Additional speakers included Blue Water Navy Vietnam Veteran Bobby Daniels and Claudia Holt, a widow of deceased Blue Water Navy Veteran Frank Holt.
“My biggest fear is not losing my battle with cancer, it’s leaving my wife behind,” shared Bobby Daniels. “I truly do not understand how VA can do this to veterans. We should be spending our remaining time focusing on our families, not worrying if we will leave them unable to support themselves once we’re gone.

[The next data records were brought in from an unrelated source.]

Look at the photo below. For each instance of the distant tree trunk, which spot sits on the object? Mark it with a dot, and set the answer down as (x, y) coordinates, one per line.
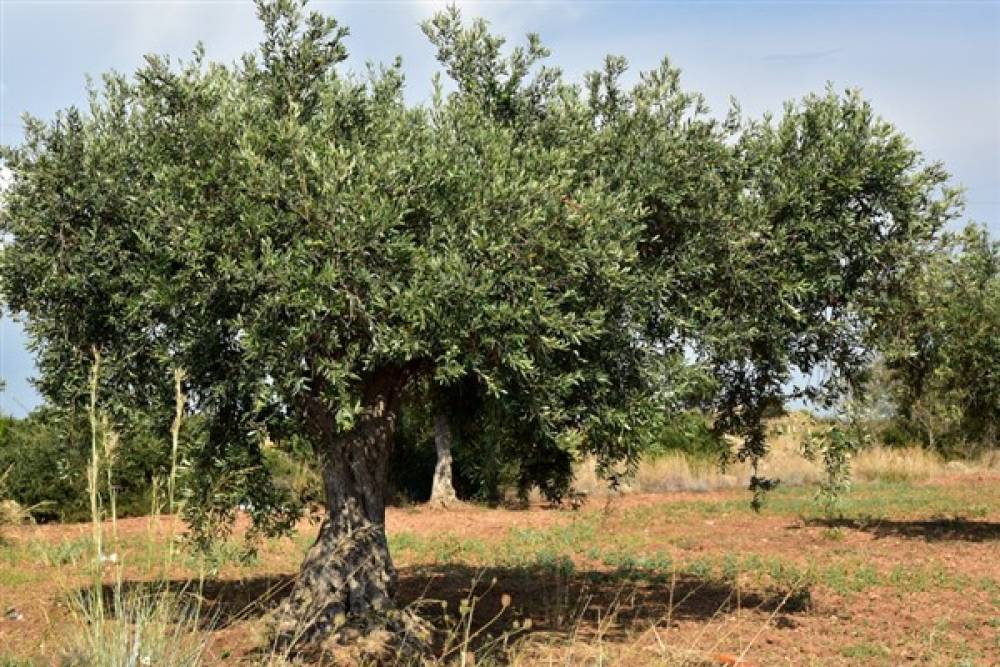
(347, 579)
(442, 490)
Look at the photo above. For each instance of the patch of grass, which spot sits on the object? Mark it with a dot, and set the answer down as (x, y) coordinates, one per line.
(866, 651)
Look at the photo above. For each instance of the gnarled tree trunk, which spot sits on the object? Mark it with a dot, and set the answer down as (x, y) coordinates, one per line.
(442, 490)
(347, 580)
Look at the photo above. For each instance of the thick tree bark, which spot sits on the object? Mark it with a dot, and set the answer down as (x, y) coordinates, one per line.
(442, 489)
(347, 580)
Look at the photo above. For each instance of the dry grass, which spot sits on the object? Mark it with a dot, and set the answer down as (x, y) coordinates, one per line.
(679, 472)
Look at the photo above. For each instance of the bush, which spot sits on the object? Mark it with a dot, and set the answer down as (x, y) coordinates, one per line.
(47, 455)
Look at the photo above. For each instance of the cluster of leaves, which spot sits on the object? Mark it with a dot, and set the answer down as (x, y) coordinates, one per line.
(304, 244)
(941, 346)
(45, 458)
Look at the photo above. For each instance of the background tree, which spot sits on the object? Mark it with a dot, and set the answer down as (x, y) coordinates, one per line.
(941, 347)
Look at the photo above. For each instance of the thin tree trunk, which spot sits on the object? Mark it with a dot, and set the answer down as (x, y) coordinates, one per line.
(347, 580)
(442, 490)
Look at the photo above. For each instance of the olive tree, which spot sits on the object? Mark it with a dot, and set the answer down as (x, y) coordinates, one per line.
(307, 247)
(940, 345)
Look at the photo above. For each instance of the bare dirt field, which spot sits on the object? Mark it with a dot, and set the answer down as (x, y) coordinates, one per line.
(902, 573)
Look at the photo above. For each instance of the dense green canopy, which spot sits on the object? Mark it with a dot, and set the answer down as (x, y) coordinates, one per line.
(306, 245)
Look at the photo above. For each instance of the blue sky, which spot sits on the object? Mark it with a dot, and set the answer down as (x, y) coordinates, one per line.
(933, 68)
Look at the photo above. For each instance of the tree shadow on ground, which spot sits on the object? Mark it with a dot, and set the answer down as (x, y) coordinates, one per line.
(559, 601)
(930, 530)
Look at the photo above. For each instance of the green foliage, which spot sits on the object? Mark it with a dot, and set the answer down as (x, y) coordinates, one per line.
(47, 461)
(941, 347)
(688, 432)
(303, 243)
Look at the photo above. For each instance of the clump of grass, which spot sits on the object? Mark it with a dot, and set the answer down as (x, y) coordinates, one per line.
(151, 628)
(881, 464)
(114, 626)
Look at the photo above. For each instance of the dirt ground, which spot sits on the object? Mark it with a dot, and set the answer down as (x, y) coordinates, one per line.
(902, 574)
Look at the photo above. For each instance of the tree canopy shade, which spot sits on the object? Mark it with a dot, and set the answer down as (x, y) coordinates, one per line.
(307, 246)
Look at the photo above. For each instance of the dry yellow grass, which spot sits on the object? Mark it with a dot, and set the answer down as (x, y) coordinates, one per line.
(678, 472)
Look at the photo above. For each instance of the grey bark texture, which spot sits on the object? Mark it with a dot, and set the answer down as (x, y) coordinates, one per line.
(442, 489)
(347, 580)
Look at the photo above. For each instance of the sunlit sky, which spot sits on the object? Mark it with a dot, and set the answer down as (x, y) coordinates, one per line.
(932, 68)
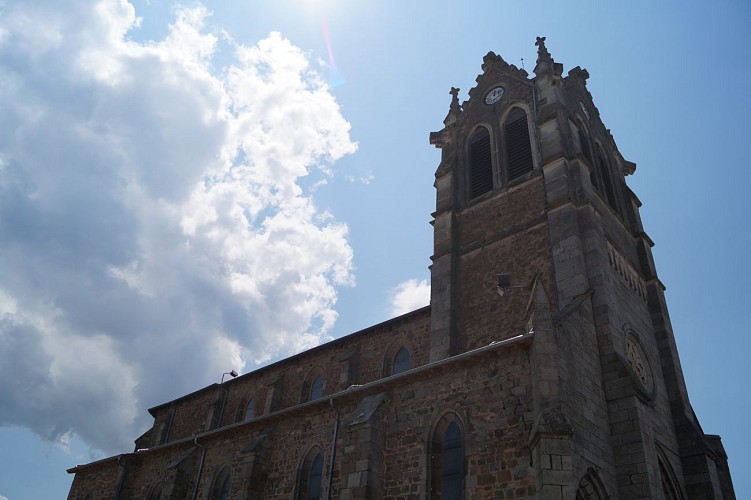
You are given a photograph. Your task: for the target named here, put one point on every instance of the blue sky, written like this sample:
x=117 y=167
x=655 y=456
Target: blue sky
x=142 y=256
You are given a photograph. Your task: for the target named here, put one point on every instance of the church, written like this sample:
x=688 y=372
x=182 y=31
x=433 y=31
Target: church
x=544 y=367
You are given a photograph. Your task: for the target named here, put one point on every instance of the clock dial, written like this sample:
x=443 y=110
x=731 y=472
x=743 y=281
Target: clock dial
x=494 y=95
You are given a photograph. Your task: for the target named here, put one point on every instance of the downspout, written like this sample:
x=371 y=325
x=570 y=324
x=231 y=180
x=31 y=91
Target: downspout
x=200 y=467
x=121 y=481
x=169 y=424
x=333 y=449
x=542 y=170
x=224 y=403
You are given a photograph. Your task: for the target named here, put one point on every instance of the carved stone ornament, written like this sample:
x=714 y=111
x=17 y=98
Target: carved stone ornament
x=638 y=363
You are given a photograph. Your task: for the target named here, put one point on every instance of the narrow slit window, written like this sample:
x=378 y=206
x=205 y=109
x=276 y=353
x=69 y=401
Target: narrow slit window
x=401 y=361
x=250 y=409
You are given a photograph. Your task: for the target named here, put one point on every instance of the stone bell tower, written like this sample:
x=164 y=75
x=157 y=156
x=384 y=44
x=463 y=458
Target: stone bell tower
x=536 y=230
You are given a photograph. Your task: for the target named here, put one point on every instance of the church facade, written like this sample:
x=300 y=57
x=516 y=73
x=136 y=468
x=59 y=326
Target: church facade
x=545 y=365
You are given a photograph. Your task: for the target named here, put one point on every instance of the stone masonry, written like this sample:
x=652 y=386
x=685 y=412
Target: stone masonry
x=545 y=367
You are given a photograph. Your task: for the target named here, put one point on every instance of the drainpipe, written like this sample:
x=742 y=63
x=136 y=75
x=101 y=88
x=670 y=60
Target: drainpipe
x=224 y=403
x=200 y=467
x=121 y=481
x=333 y=448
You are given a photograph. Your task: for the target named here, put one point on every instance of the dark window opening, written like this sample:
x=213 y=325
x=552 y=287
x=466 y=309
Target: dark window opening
x=316 y=388
x=480 y=163
x=311 y=476
x=607 y=181
x=250 y=409
x=447 y=462
x=518 y=147
x=222 y=484
x=401 y=361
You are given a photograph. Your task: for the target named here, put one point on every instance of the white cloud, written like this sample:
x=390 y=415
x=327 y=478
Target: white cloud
x=152 y=214
x=409 y=295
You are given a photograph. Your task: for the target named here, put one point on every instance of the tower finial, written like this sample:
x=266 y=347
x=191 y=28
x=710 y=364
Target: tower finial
x=542 y=52
x=454 y=98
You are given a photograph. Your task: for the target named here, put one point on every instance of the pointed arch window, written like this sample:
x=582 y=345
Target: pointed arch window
x=480 y=163
x=311 y=476
x=222 y=484
x=401 y=361
x=447 y=461
x=518 y=145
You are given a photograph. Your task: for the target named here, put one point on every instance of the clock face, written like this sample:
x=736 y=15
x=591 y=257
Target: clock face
x=585 y=110
x=494 y=95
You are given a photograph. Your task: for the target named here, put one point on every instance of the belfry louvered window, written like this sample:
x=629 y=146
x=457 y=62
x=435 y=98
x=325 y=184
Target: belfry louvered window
x=518 y=147
x=480 y=163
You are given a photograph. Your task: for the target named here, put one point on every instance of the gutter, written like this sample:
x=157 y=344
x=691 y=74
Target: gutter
x=354 y=389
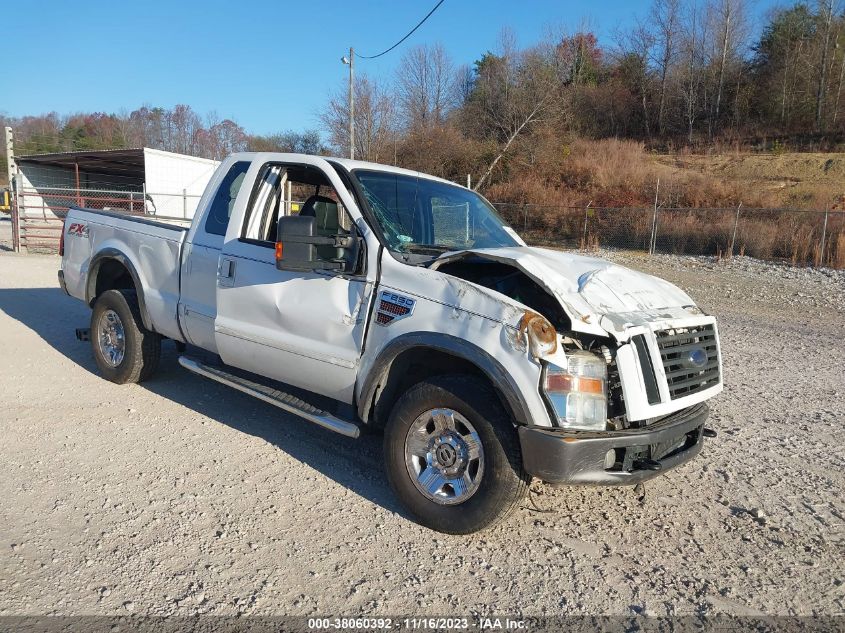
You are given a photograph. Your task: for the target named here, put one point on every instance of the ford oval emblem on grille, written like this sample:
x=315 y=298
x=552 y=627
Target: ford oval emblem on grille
x=696 y=357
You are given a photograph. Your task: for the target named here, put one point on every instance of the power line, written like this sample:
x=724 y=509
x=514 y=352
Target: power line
x=411 y=32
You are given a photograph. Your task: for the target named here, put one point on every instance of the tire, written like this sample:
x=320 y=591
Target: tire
x=474 y=502
x=116 y=326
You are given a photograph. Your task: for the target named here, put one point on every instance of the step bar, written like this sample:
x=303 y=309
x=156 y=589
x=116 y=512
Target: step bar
x=280 y=399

“I am 78 years old,” Claudia Holt stated. “I’m worried about how I will pay my bills, worried about whether or not I’ll lose my home. I’m worried because I can’t get an answer from VA. I’ve already lost my husband. How much more will I have to lose until VA makes a decision?”
Tester’s bipartisan Blue Water Navy Vietnam Veterans Act of 2019 was signed into law on June, 26, 2019. Although the legislation does not go into effect until January 1, 2020, Blue Water Navy veterans who served within Vietnam’s territorial waters are currently eligible for benefits under the Procopio v Wilkie ruling. Since the bill’s passage, Tester has called on the Administration to continue expediently processing the claims of veterans already eligible for VA benefits, instead of issuing a needless stay. Tester has also urged VA to take action on behalf of thousands of veterans across the country living with chronic health conditions, by expanding the Department’s list of presumptive medical conditions associated with exposure to Agent Orange including Parkinsonism, Bladder Cancer, Hypertension, and Hypothyroidism.